7 Aug 2017

New school site opposed by residents

From Checkpoint, 5:51 pm on 7 August 2017

Redcliffs School was forced out of the seaside suburb after the huge cliffs behind it collapsed in dramatic fashion during the June 2011 earthquake, sending massive boulders crashing on to its back fields.

While the community is relieved the school is finally returning, many are upset it's at the expense of its park.

The park is currently owned by the Christchurch City Council, which is now deciding whether to accept a landswap deal with the Ministry of Education.

The council would be given the site of the old school, which it intends to turn into a park in return for the ministry handing over a different park, where the new school would be built.

As part of its deliberations the council is holding hearings.

Before making his submission today, one of those opposed to the deal, resident Chris Doudney said the old school site was still the best place to have a school.

The park was too low-lying and too close to the sea, he said.

"The lower level [of the park] floods, a tsunami would affect the Redcliffs Park site, a medium to small one that is, not the Japanese type.

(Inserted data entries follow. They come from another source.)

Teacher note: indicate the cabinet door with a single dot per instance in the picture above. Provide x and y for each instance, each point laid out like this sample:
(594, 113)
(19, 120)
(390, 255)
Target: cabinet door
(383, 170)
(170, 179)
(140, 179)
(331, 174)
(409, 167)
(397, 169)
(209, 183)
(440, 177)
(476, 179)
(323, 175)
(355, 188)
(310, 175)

It wouldn't really affect the existing school site at all." 

After six years without one, everybody in Redcliffs wanted its school back, said another resident, Simi Desor.

She said many were backing the park site because they believed not doing so would risk the school not being built at all.

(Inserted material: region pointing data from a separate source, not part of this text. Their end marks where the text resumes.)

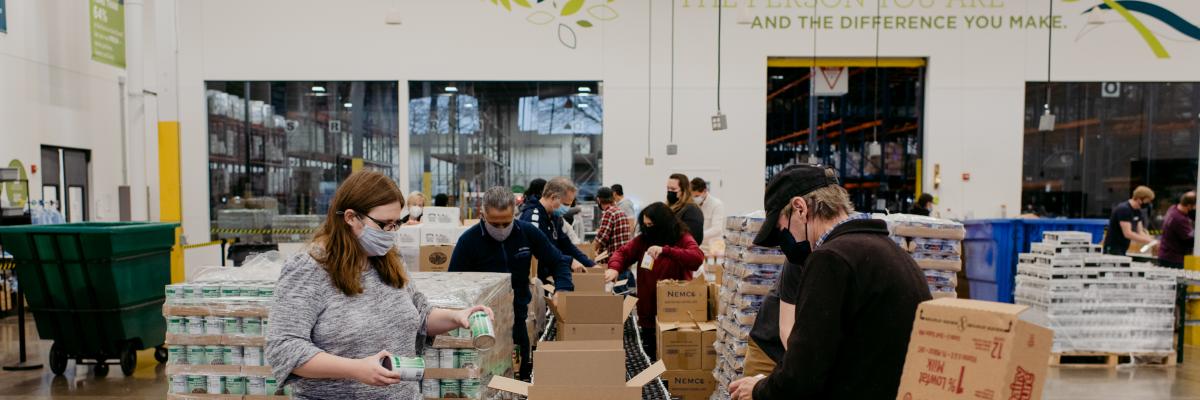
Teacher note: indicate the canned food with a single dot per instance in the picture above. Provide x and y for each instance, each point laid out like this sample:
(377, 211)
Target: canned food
(179, 383)
(235, 384)
(467, 358)
(252, 356)
(231, 354)
(177, 324)
(217, 384)
(195, 326)
(447, 358)
(214, 354)
(256, 386)
(481, 330)
(197, 383)
(450, 388)
(469, 388)
(409, 368)
(196, 356)
(232, 326)
(431, 388)
(252, 326)
(214, 326)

But she said the community should not let the ministry force them into accepting something they were not completely happy with.

"A lot of people want to save the school, as do we. It's really important, and we've been bullied.

"We've been bullied by the ministry and the minister to shut up because otherwise we'll lose the school, and we shouldn't be put in that position because it's not one or the other, it should be both."

Redcliffs School principal Rose McInerney made an emotional plea to the hearings panel today to do the deal with the ministry.

Holding back tears, she said opposing the park location would further delay the school's return. 

"After six years we are proud to have retained our staff, but attracting new enrolments is becoming increasingly difficult as time rolls on. It will be another two years before the school is built, all going well. We do not have the strength or the energy for any more delays." 

She said the deal was a win-win for the community, which would get a replacement park on the site of the old school and a school with facilities everybody would be able to use.

The Ministry of Education says the disruption caused by closing the school while the cliff's stability was checked would be too disruptive, and the old school site was therefore not an option. 

If the council approves the park site, the new school would be open by mid-2019.